A lack of action over the next two weeks, or reaction playing out in the form of showing out at the next UL board meeting, may result in the last president Grambling will ever see, because another term of failed leadership will authorize the state’s power structure to pull the plug on autonomy, and to merge the school with another University of Louisiana System School in the next few years.
After all, the system has spent a lot of time and money illegally duplicating most of Grambling’s most attractive programs in business, kinesiology, and secondary education at nearby Louisiana Tech, all to prepare for the exact moment of seamless, race-baiting, tradition-erasing, cost-saving efficiency.
And no one seemed to notice, because the school changed presidential identities often enough so that the distraction of leadership transition would be enough to divert attention away from the separate-but-equal setup between the two schools, and its long-term effects.
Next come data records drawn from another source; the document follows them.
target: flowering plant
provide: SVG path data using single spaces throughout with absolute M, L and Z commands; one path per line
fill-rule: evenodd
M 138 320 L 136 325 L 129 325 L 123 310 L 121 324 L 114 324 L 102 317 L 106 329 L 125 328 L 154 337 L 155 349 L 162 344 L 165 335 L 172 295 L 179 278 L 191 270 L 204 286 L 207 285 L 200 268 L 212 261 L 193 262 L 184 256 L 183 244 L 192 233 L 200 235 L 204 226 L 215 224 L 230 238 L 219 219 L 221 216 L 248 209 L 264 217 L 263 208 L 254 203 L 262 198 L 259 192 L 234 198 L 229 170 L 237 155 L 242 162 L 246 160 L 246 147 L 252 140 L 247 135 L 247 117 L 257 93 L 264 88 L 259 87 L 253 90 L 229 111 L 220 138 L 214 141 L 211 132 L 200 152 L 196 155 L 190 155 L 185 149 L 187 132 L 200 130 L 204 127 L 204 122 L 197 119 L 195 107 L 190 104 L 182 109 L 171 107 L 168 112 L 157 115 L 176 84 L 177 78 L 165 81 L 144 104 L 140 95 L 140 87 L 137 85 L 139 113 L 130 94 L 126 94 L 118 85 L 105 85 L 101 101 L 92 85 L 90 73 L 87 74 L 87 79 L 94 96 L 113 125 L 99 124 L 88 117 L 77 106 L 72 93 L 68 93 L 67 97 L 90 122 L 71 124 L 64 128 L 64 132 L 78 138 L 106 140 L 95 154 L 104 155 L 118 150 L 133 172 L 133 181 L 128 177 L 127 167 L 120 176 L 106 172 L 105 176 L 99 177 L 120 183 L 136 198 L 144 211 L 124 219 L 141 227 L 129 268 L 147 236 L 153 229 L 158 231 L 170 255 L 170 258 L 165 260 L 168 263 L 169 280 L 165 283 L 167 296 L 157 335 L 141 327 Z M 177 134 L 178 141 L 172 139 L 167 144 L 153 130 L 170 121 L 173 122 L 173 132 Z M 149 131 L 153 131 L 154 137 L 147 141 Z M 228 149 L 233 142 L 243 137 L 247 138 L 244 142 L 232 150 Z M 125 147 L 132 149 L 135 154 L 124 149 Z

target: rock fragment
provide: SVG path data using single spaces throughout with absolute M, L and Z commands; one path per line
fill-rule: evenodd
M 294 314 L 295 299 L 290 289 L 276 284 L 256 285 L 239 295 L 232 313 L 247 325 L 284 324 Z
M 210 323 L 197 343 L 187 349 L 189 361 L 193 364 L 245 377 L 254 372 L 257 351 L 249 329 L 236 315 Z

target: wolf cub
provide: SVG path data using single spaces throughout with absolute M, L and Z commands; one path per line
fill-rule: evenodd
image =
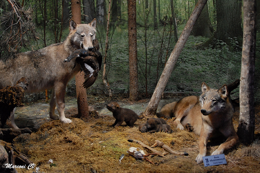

Grambling State alumni must force the issue on the naming of its next president, and outside of Facebook, message boards, group chats and email exchanges, must begin to immerse themselves in details about the condition of GSU, not just the conspiracy theories which revolve around all HBCUs, and Louisiana’s public black colleges in particular.
They have to know what the endowment is, which programs are graduating large numbers of students, how much money has been appropriated to Grambling over the last five years and how the money was spent. They need to know which alumni chapters are giving the most money, what areas of the state and country send the largest number of undergraduate students to campus, and which corporations in Louisiana have worked with Grambling in the last 20 years.
These are just a handful of the dozens of questions which can help in shaping the ideal profile for a presidential search, and in building the profile for who GSU grads should demand the state to consider for the presidential vacancy. If alumni decide that building enrollment is the top priority, then they should consider a candidate with extensive experience in student affairs, and preferably with existing ties to Louisiana.
If the top priority is reestablishing the nursing school and building program capacity and faculty resources, then alumni should consider an academician with proven success in accreditation approval and monitoring, specifically with previous experience in areas of social science, education, business or health sciences.
If the most important thing is building connections with legislators, alumni and donors, then alumni should consider someone who brings in a cadre of active donor prospects, legislative victories and media savvy. But that person must be surrounded by a presidential mentor to help in identifying strong candidates for provost and student affairs, to account for the amount of time that will be necessary for them to spend off campus raising money.
But if Gramblinites decide that all three aspects are equal in importance, then they must identify a sitting executive with years of experience as a faculty member and with substantial brand power to leverage attention and insulation from the UL Board and legislators, at least for the first two years while they recover from the alumni coup.
All of this requires research, intellect and constant communication. And according to the UL Board, there’s less than two weeks before a new president could be named. In the reality of media cycles, that gives alumni a short week following a holiday weekend to review the HBCU landscape and talent-spot people who would be willing to live in rural Louisiana, to deal with an antagonistic board, to deal with a small faction of prominent alumni who want to make money off of the campus and its struggles, to deal with faculty who are likely to vote no confidence at the first sign of perceived wavering, and to deal with legislators who could pull the plug on the school with one audit request.
And despite all of that, there are several candidates around the country and in Louisiana who are interested in the job. All alumni have to do is find them, and tell the UL board that anyone less than the caliber of people assembled on their list is an outright declaration of harmful intention against the school, and grounds for legal action.
Good luck, Tigers. It is your time, but you don’t have much of it left.